Granger warned the Government that the management of public finances “is our most important annual activity and must not be left for one side of the House.”
The Opposition Leader plugged the point, that as the legislators address the issue of managing the nation’s finances, “The eyes and ears of the nation are open and the people want to know what the Budget has for them.”
Granger warned the House that a Budget is a financial plan and not a review of what happened in 1960s or 1970s or 1980s “or who is better at this or that”.
The first time Parliamentarian told the House that there are those that have become obsessed with the past “but they must realize that the budget is a plan for the future…people want to know what will happen tomorrow.”
“The majority of Guyanese today don’t know who is Burnham or Cheddi….they want to know what type of life they can expect, and young people want to know about tomorrow.”
The Opposition Leader was drawing reference to the fact that over the years, the budget debates have oftentimes descended into a history of the PNC’s 28-year rule or the ascension of the late Cheddi Jagan to the presidency.
Forbes Burnham, the co-founder of the People’s Progressive Party and the People’s National Congress died almost 27 years ago, while Dr. Cheddi Berret Jagan, co-founder of the People’s Progressive Party died 15 years ago.
BEYOND BURNHAM, CHEDDI
Granger was adamant that the time has come for Guyanese to move beyond the merits or demerits of Jagan or Burnham adding that, “Every pensioner and wage earner wants to know, this week or next week, what you (Parliamentarians) doing for we.”
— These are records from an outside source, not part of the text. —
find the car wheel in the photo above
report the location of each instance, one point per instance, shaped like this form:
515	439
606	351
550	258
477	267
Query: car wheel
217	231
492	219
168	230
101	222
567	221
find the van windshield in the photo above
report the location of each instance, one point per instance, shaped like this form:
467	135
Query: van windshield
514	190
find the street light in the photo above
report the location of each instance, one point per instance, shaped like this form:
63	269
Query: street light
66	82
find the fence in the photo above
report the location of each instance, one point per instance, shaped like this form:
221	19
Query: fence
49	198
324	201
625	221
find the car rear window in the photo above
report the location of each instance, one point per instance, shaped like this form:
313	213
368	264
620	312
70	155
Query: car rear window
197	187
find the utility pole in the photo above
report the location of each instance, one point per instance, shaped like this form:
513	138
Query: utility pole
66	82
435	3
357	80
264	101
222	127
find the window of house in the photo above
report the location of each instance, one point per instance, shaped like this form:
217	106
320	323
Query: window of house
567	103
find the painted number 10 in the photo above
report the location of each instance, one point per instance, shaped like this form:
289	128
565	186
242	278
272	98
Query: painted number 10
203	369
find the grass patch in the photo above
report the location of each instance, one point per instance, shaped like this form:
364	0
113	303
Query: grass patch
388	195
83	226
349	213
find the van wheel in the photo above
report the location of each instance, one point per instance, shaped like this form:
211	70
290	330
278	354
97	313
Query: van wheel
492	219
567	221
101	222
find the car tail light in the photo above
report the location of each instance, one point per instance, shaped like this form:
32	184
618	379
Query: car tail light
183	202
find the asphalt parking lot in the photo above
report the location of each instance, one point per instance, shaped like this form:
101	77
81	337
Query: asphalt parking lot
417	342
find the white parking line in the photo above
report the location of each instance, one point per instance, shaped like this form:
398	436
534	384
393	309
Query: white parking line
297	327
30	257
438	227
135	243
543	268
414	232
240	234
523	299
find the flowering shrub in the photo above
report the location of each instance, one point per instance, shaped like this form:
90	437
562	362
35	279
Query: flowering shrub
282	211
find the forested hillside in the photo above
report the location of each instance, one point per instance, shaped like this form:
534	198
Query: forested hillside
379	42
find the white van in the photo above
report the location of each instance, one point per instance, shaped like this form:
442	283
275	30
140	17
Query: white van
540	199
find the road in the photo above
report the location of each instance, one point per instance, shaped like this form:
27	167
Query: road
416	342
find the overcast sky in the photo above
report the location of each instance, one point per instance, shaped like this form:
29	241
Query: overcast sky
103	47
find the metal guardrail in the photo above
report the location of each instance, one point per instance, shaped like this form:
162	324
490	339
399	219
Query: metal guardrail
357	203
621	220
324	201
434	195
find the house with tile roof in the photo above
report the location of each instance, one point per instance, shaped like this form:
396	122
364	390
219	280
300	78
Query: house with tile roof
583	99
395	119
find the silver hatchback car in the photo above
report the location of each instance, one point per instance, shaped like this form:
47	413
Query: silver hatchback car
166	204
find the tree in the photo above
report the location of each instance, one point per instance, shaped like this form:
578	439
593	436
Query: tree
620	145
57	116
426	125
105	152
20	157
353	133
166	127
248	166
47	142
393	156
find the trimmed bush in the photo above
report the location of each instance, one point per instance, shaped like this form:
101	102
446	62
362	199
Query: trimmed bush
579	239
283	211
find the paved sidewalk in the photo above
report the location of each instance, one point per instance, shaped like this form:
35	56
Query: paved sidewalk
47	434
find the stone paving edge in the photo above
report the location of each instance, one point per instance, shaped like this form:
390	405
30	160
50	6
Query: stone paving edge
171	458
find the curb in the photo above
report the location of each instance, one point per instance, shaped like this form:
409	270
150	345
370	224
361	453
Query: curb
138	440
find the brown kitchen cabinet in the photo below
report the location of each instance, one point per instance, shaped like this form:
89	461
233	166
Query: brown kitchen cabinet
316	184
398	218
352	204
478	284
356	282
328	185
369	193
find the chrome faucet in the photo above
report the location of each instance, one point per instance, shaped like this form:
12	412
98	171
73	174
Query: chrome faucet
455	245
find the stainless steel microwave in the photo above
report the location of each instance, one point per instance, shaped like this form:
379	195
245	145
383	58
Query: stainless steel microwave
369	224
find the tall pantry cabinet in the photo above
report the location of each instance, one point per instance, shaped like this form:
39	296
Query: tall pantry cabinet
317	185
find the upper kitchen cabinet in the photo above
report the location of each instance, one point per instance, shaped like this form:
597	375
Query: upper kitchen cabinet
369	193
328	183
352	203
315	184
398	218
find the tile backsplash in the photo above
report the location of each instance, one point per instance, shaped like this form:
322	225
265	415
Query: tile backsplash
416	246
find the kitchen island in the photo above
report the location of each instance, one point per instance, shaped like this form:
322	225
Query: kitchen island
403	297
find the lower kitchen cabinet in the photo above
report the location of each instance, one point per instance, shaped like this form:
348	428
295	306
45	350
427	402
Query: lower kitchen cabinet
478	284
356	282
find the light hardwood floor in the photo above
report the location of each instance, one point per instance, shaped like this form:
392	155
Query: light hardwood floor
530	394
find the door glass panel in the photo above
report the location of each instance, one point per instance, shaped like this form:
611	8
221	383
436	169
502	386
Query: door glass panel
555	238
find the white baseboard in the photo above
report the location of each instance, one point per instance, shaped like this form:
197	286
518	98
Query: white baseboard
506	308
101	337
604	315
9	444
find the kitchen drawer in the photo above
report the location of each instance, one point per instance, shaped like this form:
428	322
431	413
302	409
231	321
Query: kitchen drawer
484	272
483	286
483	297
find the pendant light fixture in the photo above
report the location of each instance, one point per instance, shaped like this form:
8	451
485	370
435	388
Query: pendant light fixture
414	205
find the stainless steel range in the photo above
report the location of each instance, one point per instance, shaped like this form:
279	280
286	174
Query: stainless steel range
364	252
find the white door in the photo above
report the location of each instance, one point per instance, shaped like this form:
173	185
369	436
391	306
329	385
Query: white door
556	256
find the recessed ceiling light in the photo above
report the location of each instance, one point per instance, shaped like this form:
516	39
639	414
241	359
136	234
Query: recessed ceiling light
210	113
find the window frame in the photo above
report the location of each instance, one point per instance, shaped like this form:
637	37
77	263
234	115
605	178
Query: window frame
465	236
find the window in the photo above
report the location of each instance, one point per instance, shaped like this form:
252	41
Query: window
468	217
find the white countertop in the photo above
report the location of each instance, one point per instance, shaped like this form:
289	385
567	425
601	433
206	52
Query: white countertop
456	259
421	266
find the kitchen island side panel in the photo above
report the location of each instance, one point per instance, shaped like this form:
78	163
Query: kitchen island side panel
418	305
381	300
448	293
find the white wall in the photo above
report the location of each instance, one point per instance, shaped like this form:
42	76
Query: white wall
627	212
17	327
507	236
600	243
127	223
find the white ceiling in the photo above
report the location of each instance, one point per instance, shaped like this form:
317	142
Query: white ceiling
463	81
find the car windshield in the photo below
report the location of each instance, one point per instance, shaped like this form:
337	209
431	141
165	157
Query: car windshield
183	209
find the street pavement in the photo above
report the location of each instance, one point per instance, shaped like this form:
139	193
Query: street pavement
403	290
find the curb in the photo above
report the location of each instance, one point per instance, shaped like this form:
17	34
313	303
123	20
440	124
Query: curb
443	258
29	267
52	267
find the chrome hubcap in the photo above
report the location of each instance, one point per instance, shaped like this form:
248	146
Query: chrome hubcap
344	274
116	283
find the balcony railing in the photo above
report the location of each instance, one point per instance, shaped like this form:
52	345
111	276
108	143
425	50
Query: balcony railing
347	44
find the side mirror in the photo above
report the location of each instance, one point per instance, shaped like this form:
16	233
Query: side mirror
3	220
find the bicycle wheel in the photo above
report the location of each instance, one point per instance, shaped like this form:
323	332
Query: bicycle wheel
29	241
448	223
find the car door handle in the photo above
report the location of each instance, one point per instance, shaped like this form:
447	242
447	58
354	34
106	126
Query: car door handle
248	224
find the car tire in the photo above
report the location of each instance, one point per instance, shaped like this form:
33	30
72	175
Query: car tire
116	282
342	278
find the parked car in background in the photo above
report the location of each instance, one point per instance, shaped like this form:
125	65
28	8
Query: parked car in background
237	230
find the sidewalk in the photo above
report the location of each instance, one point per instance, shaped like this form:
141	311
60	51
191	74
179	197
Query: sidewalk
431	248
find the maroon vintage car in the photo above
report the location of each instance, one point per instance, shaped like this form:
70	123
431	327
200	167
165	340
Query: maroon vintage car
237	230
He said that A Partnership for National Unity (APNU) is cognizant of the fact that a Budget is complex and appreciates the difficulties that the Finance Minister might have had in preparing the document in isolation.
Granger said that this is why APNU has been pushing for greater collaboration on the preparation of the Budget and charged it must not be a process “forced by circumstances” but rather it must be appreciated also that “no one knows everything.”
“We don’t want a collision and we will speak to anyone, anywhere, anytime, to get the Budget right. Collaboration is not an option anymore, it is an obligation,” warned Granger.
He said that the minority has to collaborate with the majority and warned that, “the days of we will go it alone are over…They cannot do it by themselves and we want to work with the other side of the House.”
The Opposition Leader whose presentation was heralded by all, including the Finance Minister, said that the budget debate is not an opportunity “to shout at each other but a time to listen.”
He said that it was not a campaign rally or an opportunity to give favours to selected communities.
Granger said that the annual ritual that is a budget debate is an opportunity to, “stand in front of the Guyanese people and say we have listened to your voices and this is the best that we can do for the Guyanese people”.
As he proceeded to make his suggestions to the House for the 2012 Budget, he reminded that in crafting such a document, APNU is not concerned only with facts and figures but also with policies.
The Opposition Leader spoke of the need for the basic rights and freedoms of people to be enshrined in the budget and alluded to: freedom from fear, freedom from poverty, freedom from ignorance, freedom from discrimination and freedom to communicate.
These freedoms, he mentioned, are addressed in allocations such as those for education, infrastructure and security, among others.
The House will today dissolve into the Committee of Supply where each of the current and capital expenditures will be addressed, amended or approved, as is resulting in the approved expenditures for the 2012 financial year.